Comme pour les fonctionnaires de l'État, cette mise à disposition constitue un élargissement de la liste des établissements privés auprès desquels les fonctionnaires de la fonction publique hospitalière peuvent être mis à disposition. Actuellement, ces derniers ne peuvent être mis à disposition qu'auprès d'organismes privés exerçant des missions de service public et seulement dans le cadre de l'exercice de ces missions ou d'entreprises liées à leur établissement de santé employeur par un marché public, un contrat de partenariat ou un contrat de délégation de service public.

Il doit être noté que le dispositif d'accompagnement des suppressions d'emploi proposé par l'article 27 pour la fonction publique hospitalière ne prévoit plus la possibilité de licencier le fonctionnaire.

3. Les apports de l'Assemblée nationale

À l'Assemblée nationale, la commission a adopté un amendement de la rapporteure visant à permettre aux fonctionnaires de l'État de bénéficier d'une possibilité de réemploi au sein non seulement de leur département ministériel mais aussi, lorsqu'ils relèvent d'un établissement public, au sein de ce dernier. Neuf amendements de caractère rédactionnel de la rapporteure ont également été adoptés en commission.

L'article 27 n'a pas été modifié en séance publique.

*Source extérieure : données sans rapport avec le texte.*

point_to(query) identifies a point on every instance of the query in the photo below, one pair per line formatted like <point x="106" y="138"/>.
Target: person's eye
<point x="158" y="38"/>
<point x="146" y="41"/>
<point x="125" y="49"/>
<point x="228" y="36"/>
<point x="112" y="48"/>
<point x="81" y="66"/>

4. La position de votre commission

À l'initiative de vos rapporteurs, votre commission a adopté six amendements. L'amendement COM-408 est revenu sur la suppression de la priorité de mutation (par le I de l'article 11 du projet de loi) et de la priorité de détachement (par le 1 du I de l'article 27 du projet de loi) pour les fonctionnaires dont l'emploi est supprimé hors cas de restructuration. Vos rapporteurs ont en effet considéré que les fonctionnaires ne rentrant pas dans le champ d'application du nouvel article 62 bis de la loi du 11 janvier 1984 précitée devaient continuer à bénéficier de ces priorités de mobilités. Ces priorités ont donc été rétablies dans un nouvel article 62 bis A de la loi du 11 janvier 1984. L'amendement COM-408 a également introduit, par coordination avec l'amendement de vos rapporteurs COM-426 de vos rapporteurs à l'article 4, la compétence de la CAP pour les décisions d'affectation ou de détachement des fonctionnaires prises dans le cadre de l'article 62 bis.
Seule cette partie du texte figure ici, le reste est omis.